Even as patients began receiving treatment, more Creole-speaking sailors joined the ship. Communication is vital for good medicine, doctors here say, and the Creole-speakers -- many from Port-au-Prince -- are invaluable.

The crew still is working to make more space aboard the vessel. They moved exercise equipment out of a gym and are opening more wards. Berthing aboard the vessel is going to get very tight as more than 350 more medical specialists and support personnel join the more than 750 already aboard.

Media interest in the mission of the Comfort also is rising, as many reporters are asking to cover stories on the vessel.

The Comfort left Baltimore Harbor, Md., on Jan. 16 – just four days after receiving the orders.

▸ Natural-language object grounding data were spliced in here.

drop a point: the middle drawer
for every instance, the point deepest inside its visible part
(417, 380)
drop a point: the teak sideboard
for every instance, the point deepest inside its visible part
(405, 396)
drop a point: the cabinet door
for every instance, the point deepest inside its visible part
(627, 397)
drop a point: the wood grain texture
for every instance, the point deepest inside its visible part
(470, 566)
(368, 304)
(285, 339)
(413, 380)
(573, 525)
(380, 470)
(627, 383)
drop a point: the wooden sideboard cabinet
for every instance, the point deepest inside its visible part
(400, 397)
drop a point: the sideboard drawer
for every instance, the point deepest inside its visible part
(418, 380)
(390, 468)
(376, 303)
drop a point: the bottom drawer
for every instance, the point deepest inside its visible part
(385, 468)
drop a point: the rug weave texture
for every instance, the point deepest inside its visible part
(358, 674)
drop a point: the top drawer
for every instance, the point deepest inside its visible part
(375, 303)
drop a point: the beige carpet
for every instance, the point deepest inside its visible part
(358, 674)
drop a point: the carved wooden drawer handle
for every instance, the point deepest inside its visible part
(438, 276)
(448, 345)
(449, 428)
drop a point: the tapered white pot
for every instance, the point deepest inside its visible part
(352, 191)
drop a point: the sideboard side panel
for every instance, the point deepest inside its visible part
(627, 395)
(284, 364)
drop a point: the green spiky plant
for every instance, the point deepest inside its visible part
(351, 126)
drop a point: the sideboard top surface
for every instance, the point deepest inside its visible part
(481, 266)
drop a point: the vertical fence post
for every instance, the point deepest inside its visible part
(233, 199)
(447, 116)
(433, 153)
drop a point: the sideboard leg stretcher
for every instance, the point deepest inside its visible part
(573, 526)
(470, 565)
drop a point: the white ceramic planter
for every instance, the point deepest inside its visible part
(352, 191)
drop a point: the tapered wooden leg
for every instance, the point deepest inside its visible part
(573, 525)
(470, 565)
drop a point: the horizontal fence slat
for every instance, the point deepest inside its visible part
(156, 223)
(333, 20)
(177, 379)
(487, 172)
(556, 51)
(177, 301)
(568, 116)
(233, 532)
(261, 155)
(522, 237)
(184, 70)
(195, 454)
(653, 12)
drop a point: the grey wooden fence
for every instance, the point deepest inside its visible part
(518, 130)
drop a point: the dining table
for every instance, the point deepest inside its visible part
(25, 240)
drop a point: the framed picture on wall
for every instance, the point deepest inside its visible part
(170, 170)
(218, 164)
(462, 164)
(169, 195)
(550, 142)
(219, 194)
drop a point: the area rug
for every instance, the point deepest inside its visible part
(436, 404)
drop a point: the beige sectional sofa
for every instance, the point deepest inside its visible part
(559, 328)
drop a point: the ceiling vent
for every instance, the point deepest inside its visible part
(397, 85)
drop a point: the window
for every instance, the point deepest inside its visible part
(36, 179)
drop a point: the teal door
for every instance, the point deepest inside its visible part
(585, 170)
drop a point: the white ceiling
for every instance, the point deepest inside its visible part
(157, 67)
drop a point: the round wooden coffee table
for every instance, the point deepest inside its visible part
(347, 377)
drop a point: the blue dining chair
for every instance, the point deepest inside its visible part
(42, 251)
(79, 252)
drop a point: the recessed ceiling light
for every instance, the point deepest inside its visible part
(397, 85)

The vessel is normally kept in a "cold" condition with a caretaker crew. The water is turned off around the ship, the galley is closed, wards are stashed and equipment stockpiled off the vessel.

The Navy called up sailors from around the United States to man the ship, and the Military Sealift Command had to call up civilian mariners. Many crewmembers received a day's notice before reporting.

Ordering and receiving medical equipment, placing it aboard, assigning berthing, starting up the dining facility – all was done on the fly and by a scratch group.